A Yann LeCun–Linked Startup Charts a New Path to AGI

If you ask Yann LeCun, Silicon Valley has a groupthink problem. Since leaving Meta in November, the AI researcher and luminary has taken on the orthodox view that large language models (LLMs) will take us to artificial general intelligence (AGI), the threshold where computers match or exceed human intelligence. Everyone, he said in a recent interview, was “looted by the LLM.”
On January 21, San Francisco-based startup Logical Intelligence named LeCun to its board of directors. Building on a theory conceived by LeCun twenty years earlier, the startup claims to have developed a different form of AI, better equipped to learn, reason and self-correct.
Logical Intelligence has developed what is called an Energy-Based Reasoning Model (EBM). While LLMs efficiently predict the most likely next word in a sequence, EBMs absorb a set of parameters (e.g. sudoku rules) and perform a task within those limits. This method is supposed to eliminate errors and require much less calculation, as there is less trial and error.
The startup’s first model, Kona 1.0, can solve sudoku puzzles several times faster than the world’s leading LLMs, despite running on a single Nvidia H100 GPU, according to founder and CEO Eve Bodnia, in an interview with WIRED. (In this test, LLMs cannot use coding skills that would allow them to “brute force” the puzzle.)
Logical Intelligence claims to be the first company to build a working EBM, which until now was just an academic fantasy. The idea is for Kona to solve wicked problems like optimizing energy networks or automating sophisticated manufacturing processes, in contexts with no tolerance for error. “None of these tasks are associated with language. It’s anything but language,” says Bodnia.
Bodnia expects Logical Intelligence to work closely with AMI Labs, a Paris-based startup recently launched by LeCun, which is developing yet another form of AI, a so-called world model, intended to recognize physical dimensions, demonstrate persistent memory and anticipate the results of one’s actions. According to Bodnia, the path to AGI begins with the layering of these different types of AI: LLMs will interface with humans in natural language, EBMs will take on reasoning tasks, while models of the world will help robots act in 3D space.
Bodnia spoke to WIRED via video conference from his San Francisco office this week. The following interview has been edited for clarity and length.

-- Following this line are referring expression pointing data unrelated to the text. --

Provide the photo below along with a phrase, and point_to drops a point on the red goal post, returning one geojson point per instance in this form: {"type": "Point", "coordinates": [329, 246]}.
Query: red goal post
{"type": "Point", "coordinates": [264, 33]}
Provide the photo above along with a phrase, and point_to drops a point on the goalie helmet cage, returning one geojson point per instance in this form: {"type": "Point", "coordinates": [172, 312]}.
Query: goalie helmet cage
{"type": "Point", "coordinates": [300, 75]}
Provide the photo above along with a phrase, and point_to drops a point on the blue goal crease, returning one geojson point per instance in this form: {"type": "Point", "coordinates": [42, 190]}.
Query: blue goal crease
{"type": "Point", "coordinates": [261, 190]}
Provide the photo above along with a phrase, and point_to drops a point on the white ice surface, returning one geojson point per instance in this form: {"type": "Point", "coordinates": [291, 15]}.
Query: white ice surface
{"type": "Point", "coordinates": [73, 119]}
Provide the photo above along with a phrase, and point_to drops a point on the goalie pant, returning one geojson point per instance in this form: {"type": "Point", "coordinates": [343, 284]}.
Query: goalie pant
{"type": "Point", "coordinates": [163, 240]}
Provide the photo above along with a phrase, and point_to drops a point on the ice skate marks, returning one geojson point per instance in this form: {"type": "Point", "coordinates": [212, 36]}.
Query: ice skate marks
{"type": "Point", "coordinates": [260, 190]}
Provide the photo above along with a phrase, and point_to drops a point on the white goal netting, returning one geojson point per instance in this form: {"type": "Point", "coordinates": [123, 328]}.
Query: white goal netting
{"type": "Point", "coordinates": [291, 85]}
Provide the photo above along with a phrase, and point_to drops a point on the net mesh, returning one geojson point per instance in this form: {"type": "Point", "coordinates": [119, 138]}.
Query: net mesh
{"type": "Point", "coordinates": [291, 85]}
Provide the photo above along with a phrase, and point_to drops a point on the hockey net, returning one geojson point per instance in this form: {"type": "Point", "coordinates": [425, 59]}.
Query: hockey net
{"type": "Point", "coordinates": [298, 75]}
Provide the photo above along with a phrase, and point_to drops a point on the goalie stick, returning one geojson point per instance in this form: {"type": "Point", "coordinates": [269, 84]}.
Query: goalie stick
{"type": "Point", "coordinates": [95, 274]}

WIRED: I should ask about Yann. Tell me how you met, his role in leading research at Logical Intelligence, and what his role on the board will entail.
Bodnia: Yann has a lot of academic experience as a professor at New York University, but he has been exposed to the real industry through Meta and other collaborators for many, many years. He saw both worlds.
For us, he is the only expert in energy-based models and the different types of associated architectures. When we started working on this EBM, he was the only person I could talk to. It helps our technical team navigate in certain directions. He was very, very involved. Without Yann, I can’t imagine us evolving so quickly.
Yann speaks openly about the potential limitations of LLMs and the model architectures most likely to advance AI research. Where are you?
LLMs are a big guessing game. That’s why you need a lot of calculation. You take a neural network, feed it pretty much all the garbage from the Internet, and try to teach it how people communicate with each other.
When you speak, your language is intelligent to me, but not because of the language. Language is a manifestation of everything in your brain. My reasoning takes place in a sort of abstract space that I decode into language. I feel like people are trying to reverse engineer intelligence by imitating intelligence.